B. Objectives and Methods:
We use the Spalding method ("Spell to Write and Read") to refine the student's spelling abilities, and we continue to use dictation to develop listening and analytical thinking skills. We integrate history/geography/Bible/science and literature, so that students learn these subjects in their interrelated contexts and not in isolation. We introduce debate, to develop analytical and speaking skills.
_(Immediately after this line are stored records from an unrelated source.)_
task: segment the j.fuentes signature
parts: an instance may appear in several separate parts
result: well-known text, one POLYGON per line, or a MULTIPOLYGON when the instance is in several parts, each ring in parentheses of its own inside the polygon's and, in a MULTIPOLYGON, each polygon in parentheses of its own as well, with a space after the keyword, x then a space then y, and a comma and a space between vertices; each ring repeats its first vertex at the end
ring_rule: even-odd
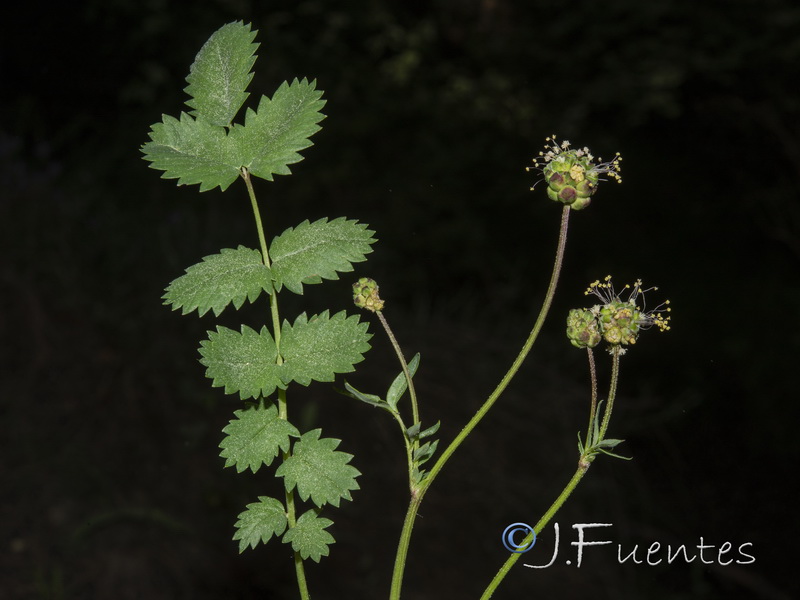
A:
MULTIPOLYGON (((570 542, 571 546, 577 549, 576 566, 580 567, 583 561, 583 550, 589 546, 605 546, 612 544, 611 540, 587 540, 586 531, 598 527, 612 527, 612 523, 575 523, 572 528, 577 530, 578 539, 570 542)), ((547 564, 533 565, 525 564, 526 567, 531 569, 546 569, 552 566, 556 558, 558 558, 560 530, 558 523, 553 526, 555 530, 555 546, 553 548, 553 555, 547 564)), ((536 543, 536 536, 526 536, 533 532, 533 529, 524 523, 515 523, 513 526, 506 528, 503 533, 503 545, 511 552, 527 552, 533 548, 536 543), (525 529, 527 528, 527 531, 525 529), (527 543, 526 543, 527 541, 527 543)), ((672 564, 675 561, 691 563, 695 559, 700 559, 700 562, 710 565, 718 564, 721 566, 736 563, 738 565, 749 565, 756 561, 755 556, 750 554, 753 544, 751 542, 744 542, 734 547, 731 542, 723 542, 720 545, 707 544, 705 539, 701 536, 700 542, 696 545, 680 544, 679 546, 672 546, 671 544, 662 545, 660 542, 652 542, 649 546, 642 546, 635 544, 632 549, 623 549, 622 544, 617 544, 617 561, 619 564, 624 564, 630 561, 631 564, 647 564, 656 566, 662 563, 672 564)), ((572 564, 572 560, 567 559, 566 564, 572 564)))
We also continue using the Progymnasmata composition program, to develop writing skills (Encomiums, Comparisons, Fables, etc.)
C. Course Goals:
- a student will be able to read and understand literature's plot, main characters and setting, and identify and critique the author's worldview;
- a student will be able to write, neatly, in cursive, and spell the 1,000 most common words;
- a student will be able to write an Encomium and Comparison (five paragraphs in length), showing mastery of grammar and syntax skills;
- English grammar: a student will be able to identify all parts of speech, diagram sentences, and master beginning Latin grammar and vocabulary;
- a student will understand fractions and decimals;
- a student will know the timeline and facts of European Expansion into the West and Colonial American history, as well as major geographical features of North and South America;
- a student will be introduced to rhetoric/public speaking through participating in class debates
D. Sample books used in Fifth Grade:
Tales
from Shakespeare by
the Lambs, Kitty, My Rib by E. Jane Mall, The Hawk That Dare Not Hunt
by Day by Scott O'Dell, Madeleine Takes Command by Esther Brill, The
Sign of the Beaver by Elizabeth George Speare, Amos Fortune by
Elizabeth Yates, Early Thunder by Jean Fritz, Drums at Saratoga by
Lisa Banim, Johnny Tremain by Esther Forbes, Carry On Mr. Bowditch by
Jean Lee Latham, and Justin Morgan Had A Horse by Marguerite Henry.